Those I Met Along The Way 3. Joel
Contributor
Written by
Kari Redmond
February 2014
Contributor
Written by
Kari Redmond
February 2014

I met Joel at the school we were both teaching at in Santiago Chile.  He was waiting for me by the computers.  I remember thinking he looked a little too straight laced to be someone I would actually hang out with, but I supposed he’d be a fine roommate.  We walked the short distance to my apartment so he could see if he wanted to move into the spare room or not. We didn’t have standards back than, we rarely do now, so I think we both knew the viewing was just a pretense. We liked to think we had somewhat of a choice, even though we knew we would take the maid’s quarters off the kitchen and ask to have the bed thrown in to sweeten the deal.

 We went for our first beer together after he moved in, which consisted of lugging two overstuffed suitcases up one flight of stairs. At the bar, he assured me that his stuffy demeanor was simply a result of the dress code at work. He then proceeded to tell me all of the many ways in which he was the opposite of square.  The fact that we were on our third beer at the time helped.

 Over those beers we learned that we were from the same state and went to the same university during the same time. Even now we joke about how we had to travel thousands of miles away from where we were to finally meet one another.  We wondered how many times we may have passed each other on campus, if we’d ever been at the same party or bumped into each other in a crowded bar.

 I think it is rare that we might remember the first beers we share with someone. Never knowing how important that person might become to you makes it easy to take those first encounters for granted. I am forever grateful I have concrete memories of them with Joel.   The image of him waiting for me by the computers, button down shirt half tucked in, khaki pants a bit wrinkly, ginger hair a week or two into needing to be cut.  Our first beers at Sepia knowing quickly that I would be glad I walked the ginger to my apartment, yet not quite knowing exactly who he would become to me.

 A year passed quickly as we shared the magic of living abroad together, and I was heading south, zigzagging my way down through Chile and Argentina.  Joel was making his way back up to Santiago after traveling all the way south to Ushuaia, Argentina.   Before he left, we made plans to meet in Bariloche Argentina, no small feat considering our only mode of communication was email, which was spotty at best.  Neither of us knew exactly when we’d be in Barlioche, but we assured each other we’d make every effort to get there.

 On the day we were meant to meet, I made my way to the plaza, our designated rendezvous.
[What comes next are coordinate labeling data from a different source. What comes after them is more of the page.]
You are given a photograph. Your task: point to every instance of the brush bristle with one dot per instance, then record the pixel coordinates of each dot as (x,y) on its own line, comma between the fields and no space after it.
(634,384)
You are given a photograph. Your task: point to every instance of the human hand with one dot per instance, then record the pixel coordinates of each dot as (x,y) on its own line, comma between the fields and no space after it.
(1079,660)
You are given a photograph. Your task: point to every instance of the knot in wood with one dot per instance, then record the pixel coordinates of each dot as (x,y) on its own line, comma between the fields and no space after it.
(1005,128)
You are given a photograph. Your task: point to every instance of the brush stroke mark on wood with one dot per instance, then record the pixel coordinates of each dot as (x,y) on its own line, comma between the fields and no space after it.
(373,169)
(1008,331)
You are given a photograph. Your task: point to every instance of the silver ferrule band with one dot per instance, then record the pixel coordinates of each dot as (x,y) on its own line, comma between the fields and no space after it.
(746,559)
I sat on some steps near a fountain and watched all the tourist getting their pictures taken with the many Saint Bernard’s that roamed the plaza. Each Saint Bernard equipped with its own barrel around their neck.  I was told, instead of vodka, it contained Fernet, Argentina’s version of black licorice liquor. Joel and I had tried it once at a payday party we threw, having ran out of all Pisco and other liquor, we succumbed to Fernet brought back from a traveling couple staying in our apartment for a time.

 I was anxious and nervous as I waited on the steps thinking about that party.  My eyes searched the crowded plaza for any sign of him.  I began to doubt that I’d see him at all.  And I knew if I didn’t, I would simply come back again the next day, and the next. That was our plan.

 And then I saw him across the plaza, pack on his back, his hair a little longer than I remembered, a little more ginger. I stood up quickly and began making my way toward him. He’d yet to see me.  My pace quickened as I neared him, and I am sure I received more than a few stares as the crazy gringa began shouting his name across the plaza. Finally he heard me and made his way toward me.  It was not quite your standard airport reunion.

 We hugged awkwardly around his pack, laughed a bit at how the few months since we’d seen each other had changed us physically, and began furiously exchanging road stories; any doubt either of us had about this reunion happening erased by the sight of one another in the plaza.

 We spent four or five days together in Bariloche.  We searched for a hidden bar we never found, we hiked along the many trails, we swam in a lake we’d only seen in National Geographic, we joked about a reunion in the states were we ever to return, we laughed.  We parted ways, me heading south, the way he’d come, and him heading back ‘home’ to Santiago.

 It’s been ten years since our time together in Chile and Argentina. The pact we made never to return to the states as long as a certain someone was president was upheld, me moving to Honduras, Joel going first to Mexico and then Ukraine.  We met a few times in the states at Christmas and summer holidays.  It seemed stranger to meet in the states, more unlikely than it ever did to meet in Bariloche.

 There is an ease while traveling, one that does not, cannot, occur in the normal world of everyday life, where reunions happen in tiny hippie mountain towns in Argentina, where lifelong friendships are solidified over a skipped bill at a bar that is not Escondido, where memories are made while swimming in Lago Nahuel Huapi with a rain coat as a swimsuit. It is an ease formed out of necessity, out of wonder and it is simply for the wanderer. 

 Joel has been my roommate two more times since our return to the states. We now live minutes away from each other in the college town we never met in. I couldn’t have told you then, over those beers in Sepia, who he would become to me, only simply that I knew our meeting was more than a fleeting.